India's first DNA vaccine against Covid-19 showed 66% efficacy against the disease without any incidence of death or severe illness during clinical trials on 28,000 individuals, its developer Zydus Cadila claimed on Thursday.
The company has applied for Emergency Use Authorization for the vaccine ZyCoV-D from the Central Drug Standard Control Organisation sharing the clinical trial data with the regulator, which would take a call on the EUA approval after scrutinising the information.
As a part of the clinical trial, the indigenous vaccine was tested on 1,000 children of 12-18 years of age. This is the first trial in India on children, who according to some experts may be at greater risk during the third wave in the absence of vaccination, which is now restricted to individuals above 18 years.
While the safety and tolerability data from the kids' trial had been shared with the CDSCO, the company would take at least another four weeks to submit the immune response data to the regulator, said Sharvil Patel, managing director, Cadila Healthcare. The tolerability profile was similar to that seen in the adult population.
During the trial, carried out at 50 sites, the investigators evaluated a two-dose as well as a three-dose regimen of the vaccine. In the first regimen, the vaccines are administered at a gap of 28 days whereas, in the three-dose regimen, the third dose is given 28 days after the second dose.
“In the two-dose regimen, there was no severe case and death whereas, in the three-dose regimen, there was no moderate and severe case. The vaccine efficacy in the two-dose regimen is equivalent to the three-dose one,” he said.

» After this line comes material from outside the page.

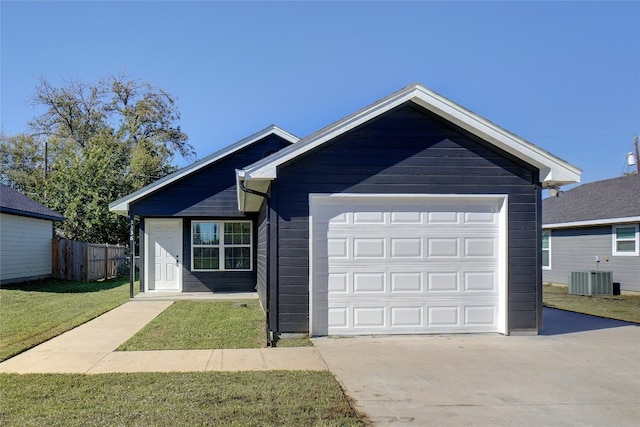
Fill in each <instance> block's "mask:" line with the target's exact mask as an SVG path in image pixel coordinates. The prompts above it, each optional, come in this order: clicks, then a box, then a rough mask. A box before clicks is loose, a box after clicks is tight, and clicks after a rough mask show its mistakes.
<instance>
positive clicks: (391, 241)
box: [309, 193, 508, 336]
mask: <svg viewBox="0 0 640 427" xmlns="http://www.w3.org/2000/svg"><path fill="white" fill-rule="evenodd" d="M474 206H475V207H474ZM450 207H452V208H451V209H450ZM358 209H364V210H367V211H368V212H358V211H357V210H358ZM474 209H475V210H478V209H480V210H479V211H478V212H479V215H474V214H473V213H472V212H473V211H474ZM394 211H395V212H394ZM449 211H451V212H449ZM485 211H486V213H487V214H484V212H485ZM452 212H455V215H454V213H452ZM334 214H335V215H334ZM488 214H490V215H488ZM332 215H333V218H332V217H331V216H332ZM354 215H360V216H361V220H358V221H354V220H353V218H355V217H354ZM447 215H449V218H447ZM483 215H484V217H483ZM392 218H394V219H392ZM475 219H477V221H476V220H475ZM440 220H442V221H440ZM485 220H486V221H485ZM329 221H331V224H332V227H331V228H332V231H331V236H332V237H336V239H331V242H328V236H329V226H328V224H329ZM341 221H344V222H343V223H342V224H341ZM439 221H440V222H441V223H442V224H443V225H441V226H439V225H438V222H439ZM447 221H449V223H450V224H449V225H447V224H445V223H446V222H447ZM412 222H415V223H414V225H411V223H412ZM356 223H357V224H356ZM367 223H368V224H371V225H367ZM483 223H486V225H483ZM376 224H379V227H380V229H381V230H382V231H381V232H380V233H377V232H376V231H375V230H376V228H377V227H378V225H376ZM419 224H421V226H420V227H418V225H419ZM452 225H453V226H454V228H453V229H452V228H451V227H452ZM384 229H386V230H387V233H386V234H385V231H384ZM452 230H453V231H452ZM354 232H355V233H356V234H357V233H361V235H360V239H356V238H354V237H353V233H354ZM340 233H343V234H342V235H341V234H340ZM507 234H508V228H507V196H506V195H432V194H392V195H390V194H345V193H341V194H310V195H309V242H310V244H309V333H310V335H312V336H321V335H362V334H364V335H371V334H409V333H456V332H462V333H466V332H499V333H503V334H506V333H507V268H508V267H507V266H508V263H507V237H508V236H507ZM456 236H457V237H456ZM484 236H486V237H487V238H486V239H484V238H483V237H484ZM342 237H344V239H342ZM456 238H457V240H456V241H457V243H452V244H453V245H454V246H455V249H452V250H453V251H454V252H455V253H454V252H452V253H451V256H446V254H445V256H443V257H441V258H439V259H436V258H434V257H433V256H432V254H434V253H436V252H437V251H436V250H435V249H437V250H440V249H442V250H444V251H445V252H446V247H447V245H449V244H450V243H451V242H453V241H454V239H456ZM356 240H358V241H356ZM341 242H342V243H341ZM362 242H364V243H365V245H364V246H362V247H361V248H360V249H362V250H365V251H366V250H369V249H371V250H374V251H375V250H376V249H375V248H376V245H377V247H379V248H380V251H381V252H380V253H378V254H372V256H371V257H370V258H371V260H370V261H369V262H367V261H365V262H364V263H363V264H361V266H362V267H361V270H359V271H358V270H357V269H358V268H360V267H358V262H356V261H355V260H354V258H350V257H352V256H353V253H354V251H356V249H357V245H358V244H360V243H362ZM483 242H484V243H483ZM487 242H492V243H489V244H490V249H489V251H490V252H491V253H490V254H488V256H487V257H486V258H485V259H482V258H483V257H482V256H480V257H475V258H476V259H474V256H473V255H474V254H473V253H472V252H473V245H475V244H479V245H480V246H479V248H480V250H484V249H482V248H481V247H482V246H483V245H485V244H487ZM336 244H337V245H338V247H337V248H336V247H334V248H332V249H329V245H336ZM367 244H371V245H370V246H369V249H367V247H366V245H367ZM341 245H343V246H341ZM439 245H441V246H440V249H438V246H439ZM340 248H344V260H345V263H343V262H342V260H341V259H340V258H341V257H340V256H337V257H334V258H332V261H331V263H332V265H331V268H332V271H337V270H340V268H343V267H344V268H346V269H347V270H348V271H349V272H348V273H347V274H345V277H346V279H345V280H344V282H340V280H338V282H340V283H332V284H331V286H332V287H333V288H334V289H338V291H336V292H332V294H331V296H330V295H329V292H328V289H329V286H330V285H329V268H330V267H329V264H330V261H329V255H328V253H329V250H332V251H334V253H336V252H335V251H336V250H337V251H338V252H340V250H341V249H340ZM354 248H356V249H354ZM372 248H373V249H372ZM385 248H386V249H385ZM434 248H435V249H434ZM392 251H395V252H394V253H397V254H400V255H399V256H397V257H395V256H394V257H391V256H390V255H389V254H390V253H392ZM403 251H404V252H403ZM428 254H430V255H428ZM467 254H470V255H467ZM489 255H490V256H489ZM414 256H416V258H414V259H413V261H412V260H411V258H413V257H414ZM376 257H378V260H375V258H376ZM424 257H427V258H424ZM362 258H366V254H365V256H364V257H362ZM392 258H393V259H392ZM418 260H419V261H418ZM416 261H417V262H416ZM429 263H430V264H429ZM465 263H468V264H465ZM434 265H437V266H438V267H439V268H438V270H433V268H432V267H433V266H434ZM464 265H470V266H473V268H472V270H474V271H475V272H479V273H478V276H477V277H476V283H480V282H482V281H483V279H482V278H481V276H482V272H481V270H483V269H484V271H486V272H487V274H486V277H490V278H491V279H490V280H491V286H490V287H491V289H488V288H487V289H486V290H484V289H471V287H470V286H465V285H464V284H463V283H464V278H462V279H460V275H464V274H467V273H466V272H465V271H464V270H463V266H464ZM441 266H442V267H441ZM372 267H373V268H372ZM334 268H337V270H334ZM349 269H350V270H349ZM347 270H345V271H347ZM354 271H355V272H356V273H357V275H358V276H357V277H356V273H354ZM447 271H449V272H451V273H452V275H451V278H450V279H448V278H447V277H445V276H446V275H447V273H446V272H447ZM406 272H409V273H406ZM443 272H444V273H443ZM413 273H415V274H413ZM440 273H443V274H442V275H440V277H435V276H437V275H438V274H440ZM403 274H404V275H405V276H404V277H405V278H407V282H406V283H415V284H416V288H415V289H409V288H410V287H411V285H408V286H409V288H407V289H401V287H396V286H395V285H393V286H392V285H391V282H392V281H393V280H395V278H398V277H402V275H403ZM427 275H432V276H433V277H430V278H429V279H428V280H427V278H426V276H427ZM391 276H393V277H391ZM412 276H415V277H413V278H412ZM339 277H340V274H339V273H338V274H335V275H333V277H332V281H333V280H336V278H339ZM359 279H362V280H363V282H362V283H363V285H362V286H361V289H360V291H358V292H357V293H358V295H357V296H356V297H354V296H353V295H355V292H354V289H356V288H357V286H358V284H357V283H356V284H355V285H354V282H355V281H357V280H359ZM431 279H434V280H433V282H432V281H431ZM412 281H413V282H412ZM427 281H429V285H427V284H426V282H427ZM439 281H440V282H439ZM398 283H400V282H398ZM432 283H434V284H436V285H438V283H442V285H443V289H444V292H437V291H438V290H437V289H435V288H434V286H432ZM448 283H451V284H452V287H451V288H449V289H445V288H447V287H448ZM368 286H370V287H371V288H369V289H367V287H368ZM392 287H393V288H395V289H393V291H392V290H391V288H392ZM465 288H466V289H465ZM398 289H399V291H398ZM429 292H430V293H429ZM330 299H331V302H329V300H330ZM351 303H354V304H355V305H361V306H360V307H356V308H357V310H355V309H354V307H353V306H350V305H349V304H351ZM329 304H332V306H333V309H332V310H333V311H331V313H332V314H331V315H332V316H335V315H336V313H338V315H339V313H340V312H341V311H340V310H342V312H343V313H344V319H345V320H344V322H345V323H344V326H345V327H336V326H335V325H336V324H335V322H333V321H332V322H333V323H334V326H332V327H330V326H329ZM335 304H337V305H338V306H340V307H339V308H336V306H335ZM341 304H344V306H343V305H341ZM368 307H371V309H369V308H368ZM373 307H375V308H373ZM368 310H369V311H368ZM358 315H359V316H361V320H362V319H364V321H361V322H358V321H357V320H358V319H356V321H354V318H356V317H357V316H358ZM368 315H371V319H376V318H377V319H384V321H383V323H380V324H377V325H376V324H375V323H376V321H375V320H374V321H373V324H372V326H371V327H368V326H367V319H366V318H367V316H368ZM376 316H377V317H376ZM473 316H478V317H477V319H478V322H474V318H473ZM454 317H455V319H456V320H455V322H452V318H454ZM487 318H491V322H489V323H488V322H486V319H487ZM332 319H334V320H335V317H332ZM392 319H393V320H392ZM398 319H400V321H397V320H398ZM402 319H405V320H406V322H404V321H403V320H402Z"/></svg>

The vaccine – being developed with funding support from the Department of Biotechnology – is one of the vaccines that the Centre plans to procure in its effort to vaccinate 95 crore Indians by December 2021.
The Centre plans to buy five crore doses, which the company hopes to produce once it scales up its production facility to manufacture one crore doses every month by mid-August or September.
Patel claimed since the trials were carried out during the second surge of the epidemic, which was dominated by the Delta variant, it was indirect proof of the homegrown vaccine's efficacy against the variant of concern.
The CDSCO has so far approved four Covid-19 vaccines – Covishield, Covaxin, Sputnik and the one made by Moderna. The Moderna vaccine is yet to reach India as discussions are going between the developer, its Indian partner Cipla and the government on the terms and conditions of bringing the vaccine in India.